Darbe girişiminin ardından FETÖ operasyonlarıyla, ilgili-ilgisiz binlerce kişiyi hedef tahtasına oturtan AKP, yıllarca ittifak halinde olduğu bu örgütlenmeyi dünyaya anlatamıyor. Başarısızlığın iki nedeni var

Başımıza çıkardılar, şimdi kimseyi inandıramıyorlar

HABER MERKEZİ

AKP iktidarı 15 Temmuz Darbe Girişimi’nin arkasında Gülen Cemaati’nin olduğuna dünyanın önde gelen devletlerini inandıramıyor. ABD, İngiltere ve Almanya gibi hükümetin ‘müttefik’ olarak gördüğü devletler, darbe girişiminin arkasında FETÖ’nün olduğuna dair iddiaların, yeterli kanıtla desteklenmediğini savunuyor. İktidarın kendisini olumsuz etkilememesi için Gülen Cemaati’nin siyasi ayağını örtbas etmeye çalışması ve yıllarca bu yapıyı deşifre etmeye çalışan Ahmet Şık gibi gazetecileri FETÖ’den tutuklayarak suyu bulandırması, bu tablonun başlıca iki nedeni olarak ortaya çıkıyor.

İlk çıkış Berlin’den
15 Temmuz Darbe Girişimi’nin ardından yurtiçinde ‘FETÖ’ operasyonlarıyla ilgili-ilgisiz binlerce kişiyi hedef tahtasına oturtan AKP iktidarı, yıllarca ittifak halinde olduğu bu dini örgütlenmeyi dünyaya anlatma konusunda sıkıntı yaşıyor. Bu konudaki ilk net açıklama, 18 Mart günü Berlin’den geldi. Alman İstihbarat Servisi (BND) Şefi Bruno Kahl, darbe girişiminin arkasında Fethullah Gülen’in bulunduğuna dair kanıt olmadığını ileri sürdü. Der Spiegel’e konuşan Kahl, 15 Temmuz Darbe Girişimi’nin, Türkiye’de kamu çalışanlarını ihraç edip muhalifleri hapsettiği ‘temizlik dalgası’ için ‘bir bahane’ olarak kullanıldığını ifade ederek “Darbe başarılı olsaydı da şu anda gördüklerimizi görecektik - belki aynı derinlikte ve radikallikte değil” dedi.

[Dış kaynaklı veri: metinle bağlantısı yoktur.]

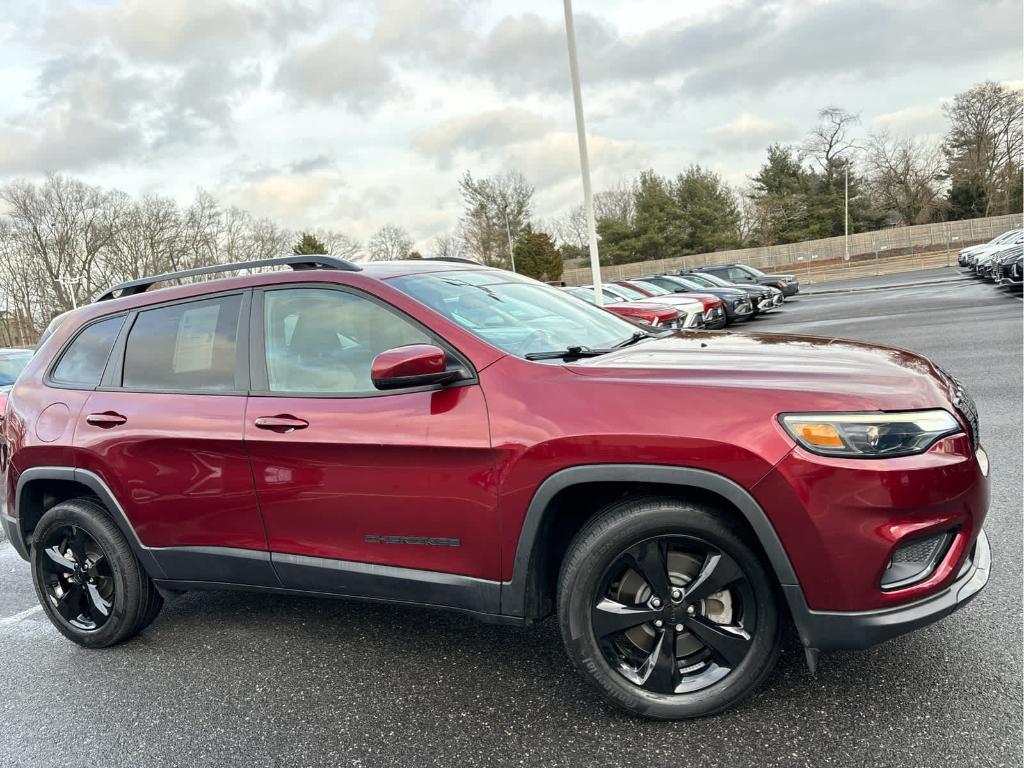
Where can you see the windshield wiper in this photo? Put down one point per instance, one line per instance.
(567, 353)
(637, 336)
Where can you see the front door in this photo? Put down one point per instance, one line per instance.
(348, 474)
(164, 432)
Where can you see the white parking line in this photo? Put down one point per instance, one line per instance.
(18, 616)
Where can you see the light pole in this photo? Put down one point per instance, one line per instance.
(508, 231)
(846, 211)
(588, 200)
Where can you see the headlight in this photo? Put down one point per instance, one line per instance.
(876, 435)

İngiltere ve ABD’nin tavrı
Almanya İstihbarat Başkanı’ndan sonra benzer bir açıklama da İngiltere Parlamentosu’ndan geldi. Parlamento’nun 25 Mart günü açıklanan raporunda, Türkiye’nin 15 Temmuz Darbe Girişimi ile ilgili bildirdiklerine inanıldığı ancak “FETÖ ile ilgili yeterli bilgiye sahip olunmadığı” belirtildi. Raporun, Gülen Cemaati konusunda temkinli ifadeler içermesi dikkat çekti.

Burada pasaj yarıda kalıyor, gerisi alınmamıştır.